We started with laughing at me replying 'I am fine'. I agree this is an understatement, but I wonder if you really know how much of an understatement this is.
Then we acknowledge how you talked at me last session. I didn't really understand the point of the psychoeducation you were giving me and I am glad I was unapologetic about stating how 'yes you did talk at me'. I saw you in a different light though. Which i think might be useful for our relationship. I hope next time I can call you to account there and then without waiting until next session, but sometimes you are like a dog with a bone and for some reason I just let you get away with it.
You tried some of this new IFS tactics. That didn't go down well and I am pretty sure I dissociated within about 5 minutes. I didn't like naming the feeling and tried to change the name, you didn't understand and pressed on. I think I need to be more explict. I think you need to be more open when I say its not called something and ask me why.
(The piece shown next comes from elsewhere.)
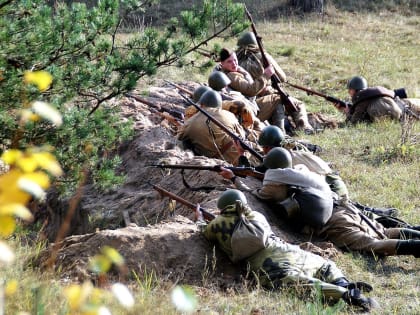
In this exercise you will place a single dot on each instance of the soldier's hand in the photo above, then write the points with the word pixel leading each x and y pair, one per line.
pixel 269 71
pixel 226 173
Somewhere along the line we stopped this. I am not sure at what point, but i do remember you saying maybe this won't work for you. I felt a little let down by that. I feel like you are saying I am too stupid for this. I did like your clarification that emoitions work slower then thinking though, because at least I have my smarts right? That and that is exactly how it feels. My emoitions are constantly trying to catch up.
We moved on to trust. Namely the lack of it. after almost 5 years you would have thought we had more, but the fact I am still coming should be enough. Thanks for sharing what you did. I could see you were really trying. I hope my responses demonstrated my appreciation and that I wasn't chucking it back in your face, I can do that sometimes. I know disclosure isn't your inherent tactic, but even the small amount you gave was enough and made me feel valued.
Next session I want to share a few things. I hope I find the courage to force that all out. I also want to thank you and show some form of appreciation. I hope I don't feel too timid for that.